China has biggest one-day stock crash in eight years

The Chinese stock exchange fell nearly 8.5%, or 345.35 points, the biggest one-day stock crash since February 2007.

The crash comes after the Chinese government engaged in extensive economic intervention this month to save the stock-market. The government lent out $42 billion to investors in the hopes they would buy more stocks and stop the bleeding.

Paying investors to buy stocks is just one of a series of drastic measures the government has taken.

The government has invested $40 billion into the economy, frozen some stocks, prevented major shareholders from selling withing six months and devaluing the yuan.

The IMF has warned the Chinese to scale-back government intervention, as it will create ongoing uncertainty.

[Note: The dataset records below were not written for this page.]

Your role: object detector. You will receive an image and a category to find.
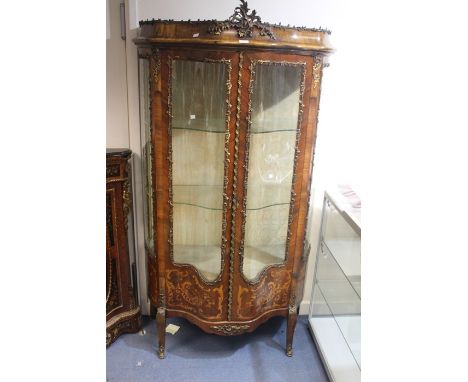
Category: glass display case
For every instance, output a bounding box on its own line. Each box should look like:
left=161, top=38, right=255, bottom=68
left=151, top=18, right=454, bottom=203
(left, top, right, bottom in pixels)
left=134, top=1, right=332, bottom=358
left=309, top=186, right=361, bottom=382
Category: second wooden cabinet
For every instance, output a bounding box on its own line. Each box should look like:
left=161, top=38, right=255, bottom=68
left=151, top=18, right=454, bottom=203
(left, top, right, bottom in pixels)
left=135, top=3, right=331, bottom=358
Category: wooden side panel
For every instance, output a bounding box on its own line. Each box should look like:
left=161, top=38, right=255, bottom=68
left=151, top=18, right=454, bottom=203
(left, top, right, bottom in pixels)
left=106, top=155, right=140, bottom=346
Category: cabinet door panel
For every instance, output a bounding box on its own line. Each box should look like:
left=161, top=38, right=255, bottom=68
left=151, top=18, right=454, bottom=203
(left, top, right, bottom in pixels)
left=242, top=60, right=305, bottom=280
left=229, top=52, right=315, bottom=320
left=152, top=49, right=239, bottom=320
left=171, top=59, right=229, bottom=281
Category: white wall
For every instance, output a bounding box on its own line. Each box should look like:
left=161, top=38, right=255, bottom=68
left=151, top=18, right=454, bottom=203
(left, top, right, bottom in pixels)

“Investors are afraid the Chinese government will withdraw supporting measures from the market,” said Sam Chi Yung, a strategist at Delta Asia Securities Ltd. in Hong Kong. “Once those disappear, the market cannot support itself.”

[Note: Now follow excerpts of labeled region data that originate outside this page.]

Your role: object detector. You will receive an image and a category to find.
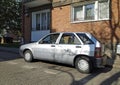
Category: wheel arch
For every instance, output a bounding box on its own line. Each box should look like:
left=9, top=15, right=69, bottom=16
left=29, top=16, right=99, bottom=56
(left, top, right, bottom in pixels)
left=73, top=55, right=93, bottom=66
left=23, top=48, right=33, bottom=54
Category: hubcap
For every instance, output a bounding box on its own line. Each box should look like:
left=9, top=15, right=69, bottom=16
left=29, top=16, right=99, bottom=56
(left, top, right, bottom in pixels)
left=78, top=59, right=89, bottom=71
left=25, top=53, right=31, bottom=60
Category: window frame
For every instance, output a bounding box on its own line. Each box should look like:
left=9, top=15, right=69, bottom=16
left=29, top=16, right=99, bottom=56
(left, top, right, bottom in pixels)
left=31, top=9, right=51, bottom=31
left=71, top=0, right=110, bottom=23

The Chinese economy is the second largest in the world behind the United States, and Chinese economic weakness has raised fears that a collapse there could spread.

Chinese economic growth is at its lowest rate since 2009.

“We need all the growth we can get. A slowdown in China wouldn’t help,” said David Joy, chief market strategist at Ameriprise Financial.

The Chinese stock markets, the Shanghai Composite and the Shenzen Index, have lost 32 percent and 41 percent respectively since June 12.